4. Arming the Security System When You’re Home
Many people believe they are automatically safe from break-ins just because they are home, but this isn’t the case. Just as you would most likely lock your doors before going to bed, you want to arm your burglar alarm before going to bed. If someone does try to break in while you’re home – a far more dangerous occurrence than a break-in while you’re away, you’ll be alerted and can react immediately, removing yourself from danger as fast as possible.
5. Not Using A Monitoring Service
Even if you have a smart security system with remote viewing and the ability to lock your doors remotely, you don’t want to the only one keeping an eye on your home – and you can’t be checking your phone all the time. Which is why you should have a monitoring service watching your home 24/7. In most case, your budget and burglar alarm system will only allow for alarm monitoring, which sends an alert to the monitoring service when the alarm is triggered – via broken door or window contact or motion detection. The monitoring service will first attempt to verify the incident and eliminate false alarms, before dispatching security officers or police to your address.
6. Placing Your Cameras Or Motion Detector In The Wrong Places
Ensuring your home is being properly protected by security cameras and motion detectors takes an expert’s opinion. Security cameras should be placed at all the important parts of the home, including the front door, back door, garage. But they should also be placed at key places on the exterior perimeter of the property, while motion detectors should be placed in the proper places inside the home in case a burglar does manage to make their way in.
At the same, your cameras and motion detectors also need to be placed high enough that they cannot be dismantled or tampered with. And while placing a few cameras or motion detectors strategically can act as an effective deterrent, it’s also a good idea to place some where they cannot be seen.
If you’re unsure where the best spots to place cameras or motion detectors is, consult a security installation professional who can help you get your home security system up and running with exactly the right coverage.

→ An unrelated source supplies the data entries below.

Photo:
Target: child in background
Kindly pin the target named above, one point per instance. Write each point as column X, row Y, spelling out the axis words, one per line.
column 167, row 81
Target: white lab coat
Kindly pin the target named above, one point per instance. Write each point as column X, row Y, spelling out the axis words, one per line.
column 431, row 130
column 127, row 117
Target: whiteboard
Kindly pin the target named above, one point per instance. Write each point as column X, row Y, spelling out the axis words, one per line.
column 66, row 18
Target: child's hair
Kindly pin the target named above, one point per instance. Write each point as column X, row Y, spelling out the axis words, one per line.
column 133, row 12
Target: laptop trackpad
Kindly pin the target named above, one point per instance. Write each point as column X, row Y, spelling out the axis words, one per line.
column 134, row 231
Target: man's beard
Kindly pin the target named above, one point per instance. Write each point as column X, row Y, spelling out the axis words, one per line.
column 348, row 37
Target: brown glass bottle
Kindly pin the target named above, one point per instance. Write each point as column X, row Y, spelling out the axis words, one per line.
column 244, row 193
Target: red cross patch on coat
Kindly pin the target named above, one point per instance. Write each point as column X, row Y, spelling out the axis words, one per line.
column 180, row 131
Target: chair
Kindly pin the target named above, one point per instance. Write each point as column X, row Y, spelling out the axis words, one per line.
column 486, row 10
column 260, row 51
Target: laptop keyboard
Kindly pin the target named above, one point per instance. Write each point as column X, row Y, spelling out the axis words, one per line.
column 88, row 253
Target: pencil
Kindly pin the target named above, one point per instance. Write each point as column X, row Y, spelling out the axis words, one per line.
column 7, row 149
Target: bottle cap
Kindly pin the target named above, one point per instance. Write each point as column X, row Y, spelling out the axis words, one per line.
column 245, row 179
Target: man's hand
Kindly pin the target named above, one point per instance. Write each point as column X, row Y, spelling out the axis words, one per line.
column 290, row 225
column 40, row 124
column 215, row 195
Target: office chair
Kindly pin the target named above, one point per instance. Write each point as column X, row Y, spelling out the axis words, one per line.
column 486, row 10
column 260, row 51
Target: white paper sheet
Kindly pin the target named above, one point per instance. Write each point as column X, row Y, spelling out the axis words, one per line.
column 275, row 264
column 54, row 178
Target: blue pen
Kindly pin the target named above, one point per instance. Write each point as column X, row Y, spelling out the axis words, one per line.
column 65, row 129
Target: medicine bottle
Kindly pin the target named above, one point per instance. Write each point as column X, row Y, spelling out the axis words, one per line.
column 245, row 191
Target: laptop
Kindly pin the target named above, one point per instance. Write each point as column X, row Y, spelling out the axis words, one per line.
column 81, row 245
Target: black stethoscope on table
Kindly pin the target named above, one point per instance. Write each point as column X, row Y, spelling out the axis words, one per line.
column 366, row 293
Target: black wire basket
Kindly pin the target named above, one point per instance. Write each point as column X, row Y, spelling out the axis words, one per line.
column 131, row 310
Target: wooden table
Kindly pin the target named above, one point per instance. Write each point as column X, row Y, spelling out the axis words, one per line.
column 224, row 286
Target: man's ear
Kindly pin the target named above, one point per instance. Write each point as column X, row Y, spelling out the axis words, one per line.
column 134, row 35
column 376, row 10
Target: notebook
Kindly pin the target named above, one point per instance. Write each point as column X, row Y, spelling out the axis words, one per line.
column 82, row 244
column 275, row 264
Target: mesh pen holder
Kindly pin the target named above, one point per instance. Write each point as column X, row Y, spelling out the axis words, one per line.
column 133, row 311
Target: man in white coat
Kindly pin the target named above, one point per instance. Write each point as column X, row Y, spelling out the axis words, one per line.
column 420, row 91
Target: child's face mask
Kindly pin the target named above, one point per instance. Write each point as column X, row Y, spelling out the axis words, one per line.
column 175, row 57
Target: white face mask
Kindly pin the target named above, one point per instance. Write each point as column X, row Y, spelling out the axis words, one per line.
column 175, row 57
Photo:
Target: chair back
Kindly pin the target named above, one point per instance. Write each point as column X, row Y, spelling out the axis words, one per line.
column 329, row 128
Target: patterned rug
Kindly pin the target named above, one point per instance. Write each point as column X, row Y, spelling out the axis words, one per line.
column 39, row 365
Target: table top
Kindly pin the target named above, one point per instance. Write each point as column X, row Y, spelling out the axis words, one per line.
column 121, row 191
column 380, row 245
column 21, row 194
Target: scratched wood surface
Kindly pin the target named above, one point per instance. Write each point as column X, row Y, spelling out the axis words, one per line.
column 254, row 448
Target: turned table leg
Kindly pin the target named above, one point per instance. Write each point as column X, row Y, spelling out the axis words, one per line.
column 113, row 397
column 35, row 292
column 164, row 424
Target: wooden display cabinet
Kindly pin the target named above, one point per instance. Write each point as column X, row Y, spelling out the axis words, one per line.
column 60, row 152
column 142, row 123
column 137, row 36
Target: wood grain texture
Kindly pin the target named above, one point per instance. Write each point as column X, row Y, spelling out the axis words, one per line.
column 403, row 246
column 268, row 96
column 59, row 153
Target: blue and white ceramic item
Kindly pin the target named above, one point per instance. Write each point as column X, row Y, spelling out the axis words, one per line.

7. Not Using High-Resolution Cameras
If you do invest the money into a high-quality, comprehensive security camera system for your home, you want to make sure they’re of high enough resolution to be of use. Few cameras come in less than 1080P these days; any less will be of little use in analyzing video, detecting facial features and seeing detail. 1080p may not even be enough. If you have the money, it could be worth investing in cameras with even higher resolutions; 4k is ideal, and is becoming more and more available all the time.
8. Leaving The Second Floor Unsecured
It’s easy to forget about locking and closing the windows on the second floor. After all, what kind of burglar is determined enough to actually climb on the roof and try to get in through your upstairs bathroom? Wouldn’t that make them all the more suspicious, anyway?
Still, leaving upstairs windows unlocked and un-incorporated in your home security system is asking for trouble. Be sure to install secure, quality locks on all upstairs windows and balcony doors, and make sure they’re locked every time you leave the house. Also be sure to have door and window contacts installed on them in case of break-in.